Kaskade really excels in “Disarm You,” the sixth track of the record, with the help of Ilsey. The slow build to an exciting peak is prevalent in this piece. Ilsey’s vocals are simple and easy, yet have a certain intensity. This song is something to play at the beginning of your drunken house party.
“Never Sleep Alone” is a track made possible by Tess Comrie. Comrie’s vocals are what hold the song together, and while she gives an interesting vibe to the track, “Never Sleep Alone” comes off as too repetitive. The same three words are repeated throughout the piece, followed by the same continuing electronic riff. Repetition of an idea is usually very useful in EDM, but in this instance it is simply too much.
Estelle is featured in the eighth track, “Day Trippin’.” You heard it– ESTELLE. “Day Trippin'” flips back and forth between some cool piano vibes and Kaskade’s signature electronic beat. The instrumentals are solid, of course the vocals are solid (its ESTELLE), and this track is a winner.
“Promise” is the musical combination of Kaskade and K.Flay. The track begins with a vocal performance by K.Flay, and continues to feature the artist as well as purely electronic instrumental interludes. This makes for an interesting combination of Kaskade’s mixes and K.Flay’s sultry voice.
Scott Shepard sings his heart out in “Breaking Up,” a pretty sad EDM jam, and the tenth track on Automatic. The starting style of the song is extremely contrasting to typical electronic music. It’s a little too slow and mellow to be considered for your house party playlist. “Breaking Up” is a decent song in itself, but as one-fourteenth of Automatic, it doesn’t mesh with the rest of the album.
“A Little More” is a tri-collab with Swedish DJ John Dahlbäck and vocalist Sansa. The work of these two contributing artists obviously improves the track. The melodies leading up to the drop are exciting, the drop is great, and Sansa’s vocals in the lower intensity portions are spot on.
“Papercuts” (a joint project with Two Nations) lies on the foundation of a really solid baseline. The vocals are nice, and the mixes are fine, but the baseline is really the only striking feature of this track. “Papercuts” comes off as lackluster in comparison to other songs on the album.

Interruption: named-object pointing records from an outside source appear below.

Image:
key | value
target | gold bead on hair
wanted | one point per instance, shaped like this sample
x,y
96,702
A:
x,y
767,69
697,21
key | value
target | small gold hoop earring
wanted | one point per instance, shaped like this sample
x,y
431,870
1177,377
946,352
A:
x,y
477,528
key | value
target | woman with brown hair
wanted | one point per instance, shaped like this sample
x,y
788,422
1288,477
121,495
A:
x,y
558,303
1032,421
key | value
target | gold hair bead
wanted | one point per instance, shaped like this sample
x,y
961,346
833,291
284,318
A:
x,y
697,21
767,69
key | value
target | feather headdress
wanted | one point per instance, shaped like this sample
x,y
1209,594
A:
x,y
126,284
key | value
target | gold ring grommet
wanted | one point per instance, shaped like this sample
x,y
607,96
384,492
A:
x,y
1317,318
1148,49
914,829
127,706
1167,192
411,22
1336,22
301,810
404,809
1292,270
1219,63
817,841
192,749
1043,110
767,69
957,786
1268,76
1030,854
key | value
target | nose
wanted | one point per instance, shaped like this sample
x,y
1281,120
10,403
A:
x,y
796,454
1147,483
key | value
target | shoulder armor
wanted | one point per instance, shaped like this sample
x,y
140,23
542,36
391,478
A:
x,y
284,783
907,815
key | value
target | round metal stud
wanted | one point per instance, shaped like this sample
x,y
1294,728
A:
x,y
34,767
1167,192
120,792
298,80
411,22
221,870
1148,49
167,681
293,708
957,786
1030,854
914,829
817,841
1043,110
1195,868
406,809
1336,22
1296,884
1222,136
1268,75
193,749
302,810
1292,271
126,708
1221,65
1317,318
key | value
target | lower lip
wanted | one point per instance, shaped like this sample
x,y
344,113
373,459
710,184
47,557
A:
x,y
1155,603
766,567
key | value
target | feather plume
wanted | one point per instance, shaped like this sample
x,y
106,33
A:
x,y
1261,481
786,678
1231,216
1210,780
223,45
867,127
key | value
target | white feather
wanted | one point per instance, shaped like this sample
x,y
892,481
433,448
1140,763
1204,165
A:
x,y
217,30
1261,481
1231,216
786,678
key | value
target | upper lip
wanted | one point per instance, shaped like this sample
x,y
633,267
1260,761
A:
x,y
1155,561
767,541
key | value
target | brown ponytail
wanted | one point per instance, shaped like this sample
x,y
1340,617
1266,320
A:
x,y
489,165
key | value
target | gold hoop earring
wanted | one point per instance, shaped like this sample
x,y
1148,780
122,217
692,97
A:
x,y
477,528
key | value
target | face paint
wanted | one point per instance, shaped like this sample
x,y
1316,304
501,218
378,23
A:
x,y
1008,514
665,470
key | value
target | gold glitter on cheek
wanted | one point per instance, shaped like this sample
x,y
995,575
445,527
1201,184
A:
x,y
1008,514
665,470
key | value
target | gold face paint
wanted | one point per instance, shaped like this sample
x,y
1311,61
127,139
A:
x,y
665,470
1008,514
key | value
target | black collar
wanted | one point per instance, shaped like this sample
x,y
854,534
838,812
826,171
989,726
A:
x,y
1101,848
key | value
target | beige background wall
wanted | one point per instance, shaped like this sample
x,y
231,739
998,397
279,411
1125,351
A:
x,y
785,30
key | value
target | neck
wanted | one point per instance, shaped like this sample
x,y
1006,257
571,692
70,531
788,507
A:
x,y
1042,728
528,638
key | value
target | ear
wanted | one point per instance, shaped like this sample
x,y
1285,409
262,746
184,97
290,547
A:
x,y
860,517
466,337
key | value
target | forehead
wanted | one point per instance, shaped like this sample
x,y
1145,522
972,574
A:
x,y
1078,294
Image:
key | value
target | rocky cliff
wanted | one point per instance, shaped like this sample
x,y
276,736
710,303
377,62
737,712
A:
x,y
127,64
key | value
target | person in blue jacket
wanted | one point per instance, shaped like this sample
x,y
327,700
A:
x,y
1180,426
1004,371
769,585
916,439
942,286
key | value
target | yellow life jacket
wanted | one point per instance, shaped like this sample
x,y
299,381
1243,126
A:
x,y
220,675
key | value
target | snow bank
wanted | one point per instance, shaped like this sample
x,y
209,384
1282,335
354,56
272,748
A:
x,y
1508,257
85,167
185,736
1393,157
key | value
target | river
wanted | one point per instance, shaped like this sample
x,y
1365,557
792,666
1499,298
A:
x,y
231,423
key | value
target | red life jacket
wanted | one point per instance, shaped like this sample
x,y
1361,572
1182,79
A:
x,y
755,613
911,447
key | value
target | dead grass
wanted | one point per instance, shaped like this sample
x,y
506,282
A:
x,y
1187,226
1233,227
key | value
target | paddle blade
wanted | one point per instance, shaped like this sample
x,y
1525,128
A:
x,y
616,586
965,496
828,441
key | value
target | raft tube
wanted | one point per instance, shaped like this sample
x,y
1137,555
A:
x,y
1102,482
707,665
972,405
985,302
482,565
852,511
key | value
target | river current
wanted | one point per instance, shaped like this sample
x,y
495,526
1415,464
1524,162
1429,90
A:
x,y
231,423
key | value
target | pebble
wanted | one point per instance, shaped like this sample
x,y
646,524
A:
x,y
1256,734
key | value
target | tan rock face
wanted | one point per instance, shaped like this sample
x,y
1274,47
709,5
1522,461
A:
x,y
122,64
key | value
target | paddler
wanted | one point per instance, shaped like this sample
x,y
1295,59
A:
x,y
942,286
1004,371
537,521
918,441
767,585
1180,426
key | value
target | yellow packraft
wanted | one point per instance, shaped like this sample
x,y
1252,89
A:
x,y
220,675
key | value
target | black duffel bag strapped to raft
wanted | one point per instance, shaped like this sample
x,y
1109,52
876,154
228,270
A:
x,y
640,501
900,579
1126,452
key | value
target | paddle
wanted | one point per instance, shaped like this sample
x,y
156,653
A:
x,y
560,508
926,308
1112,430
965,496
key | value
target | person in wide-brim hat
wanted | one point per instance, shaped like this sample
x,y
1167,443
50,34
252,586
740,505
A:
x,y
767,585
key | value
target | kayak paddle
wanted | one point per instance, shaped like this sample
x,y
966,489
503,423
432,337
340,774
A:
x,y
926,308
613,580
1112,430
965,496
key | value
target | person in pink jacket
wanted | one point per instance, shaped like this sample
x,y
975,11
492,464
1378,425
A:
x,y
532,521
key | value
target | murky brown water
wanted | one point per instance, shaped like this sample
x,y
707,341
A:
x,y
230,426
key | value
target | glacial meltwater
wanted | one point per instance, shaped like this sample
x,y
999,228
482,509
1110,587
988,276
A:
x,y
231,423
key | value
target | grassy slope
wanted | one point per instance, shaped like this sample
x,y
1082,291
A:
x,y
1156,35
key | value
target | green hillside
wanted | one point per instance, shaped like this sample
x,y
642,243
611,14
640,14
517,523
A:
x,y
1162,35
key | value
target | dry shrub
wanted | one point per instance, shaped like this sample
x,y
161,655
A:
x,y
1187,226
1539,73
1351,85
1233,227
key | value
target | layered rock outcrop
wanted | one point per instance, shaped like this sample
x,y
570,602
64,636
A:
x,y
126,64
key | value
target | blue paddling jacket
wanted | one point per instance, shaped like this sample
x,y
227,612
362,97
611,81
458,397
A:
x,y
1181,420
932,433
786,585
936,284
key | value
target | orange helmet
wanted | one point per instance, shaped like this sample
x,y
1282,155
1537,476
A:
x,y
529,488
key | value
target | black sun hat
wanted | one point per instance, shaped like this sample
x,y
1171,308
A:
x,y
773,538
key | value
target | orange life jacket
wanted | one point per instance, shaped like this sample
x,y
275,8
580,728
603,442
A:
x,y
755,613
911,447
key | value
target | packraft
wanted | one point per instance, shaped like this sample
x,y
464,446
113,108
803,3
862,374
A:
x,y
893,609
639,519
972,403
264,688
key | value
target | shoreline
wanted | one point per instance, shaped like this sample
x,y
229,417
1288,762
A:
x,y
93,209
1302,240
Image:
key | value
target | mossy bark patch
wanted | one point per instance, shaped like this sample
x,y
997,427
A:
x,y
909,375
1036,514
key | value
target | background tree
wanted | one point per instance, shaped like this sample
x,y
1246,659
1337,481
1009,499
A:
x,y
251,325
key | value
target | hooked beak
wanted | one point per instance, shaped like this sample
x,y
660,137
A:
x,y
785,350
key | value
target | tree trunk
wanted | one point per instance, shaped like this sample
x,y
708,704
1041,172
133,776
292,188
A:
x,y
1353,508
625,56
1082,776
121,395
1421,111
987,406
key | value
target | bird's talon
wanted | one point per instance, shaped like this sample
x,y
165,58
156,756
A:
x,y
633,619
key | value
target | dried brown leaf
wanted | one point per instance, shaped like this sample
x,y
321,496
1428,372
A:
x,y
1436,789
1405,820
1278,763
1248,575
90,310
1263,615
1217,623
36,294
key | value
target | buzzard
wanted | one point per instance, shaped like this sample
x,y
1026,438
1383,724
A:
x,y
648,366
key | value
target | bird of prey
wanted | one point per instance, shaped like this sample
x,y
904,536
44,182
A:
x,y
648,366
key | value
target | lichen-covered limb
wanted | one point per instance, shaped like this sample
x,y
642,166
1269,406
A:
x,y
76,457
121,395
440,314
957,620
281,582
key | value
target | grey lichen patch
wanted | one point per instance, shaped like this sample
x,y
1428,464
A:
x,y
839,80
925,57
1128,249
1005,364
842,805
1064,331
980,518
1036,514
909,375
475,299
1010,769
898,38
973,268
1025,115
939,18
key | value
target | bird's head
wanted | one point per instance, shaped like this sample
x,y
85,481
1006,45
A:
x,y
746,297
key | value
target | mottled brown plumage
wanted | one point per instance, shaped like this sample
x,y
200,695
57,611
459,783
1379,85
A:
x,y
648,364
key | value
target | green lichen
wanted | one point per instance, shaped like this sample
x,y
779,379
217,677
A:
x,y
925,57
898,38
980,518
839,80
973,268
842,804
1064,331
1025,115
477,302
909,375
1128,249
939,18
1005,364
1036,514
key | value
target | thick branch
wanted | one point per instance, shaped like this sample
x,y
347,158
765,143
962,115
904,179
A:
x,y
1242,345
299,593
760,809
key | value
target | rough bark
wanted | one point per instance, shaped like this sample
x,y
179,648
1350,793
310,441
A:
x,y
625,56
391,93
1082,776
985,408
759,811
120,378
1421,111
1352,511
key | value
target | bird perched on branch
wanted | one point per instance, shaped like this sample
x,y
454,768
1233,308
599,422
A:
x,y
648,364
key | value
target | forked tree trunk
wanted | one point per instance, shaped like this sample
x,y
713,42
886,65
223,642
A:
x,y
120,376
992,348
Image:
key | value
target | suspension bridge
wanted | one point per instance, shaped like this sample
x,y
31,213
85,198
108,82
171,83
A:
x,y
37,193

Tamra Keenan makes a reappearance in “Where Are You Now,” the thirteenth track of the record. Once again, Keenan doesn’t disappoint. It seems that Keenan and Kaskade could be the perfect mix. Keenan’s stunning and soulful voice directly contrast with the electronic beats that Kaskade brings to the table, providing an intriguing blend of genuine and synthetic sound. While this track is a bit slower, Keenan’s vocals make up for it.
“Whatever” is the final track on Automatic and features KOLAJ. This song is an excellent choice for the summation of the album. It combines all of the elements that we’ve previously been exposed to– strong vocal components, a solid mix of electronic melodies, and an impenetrable foundation of base. “Whatever” is another clear winner on Automatic, and the best decision for the conclusion of the record.
As a cohesive whole, Automatic is a collection of tracks that are very similar in nature. Each song is a collection of the same elements, and while all of the individual songs have interesting qualities, they do not differ enough to call this album inventive. If it were not for the additions that Kaskade’s featured artists make to each track, the fourteen tracks would blend together almost completely.
While Automatic isn’t particularly artful or innovative, it is fun to listen to (and probably play at your kegger). Kaskade’s continued passion for electronic dance music is something to be attested to.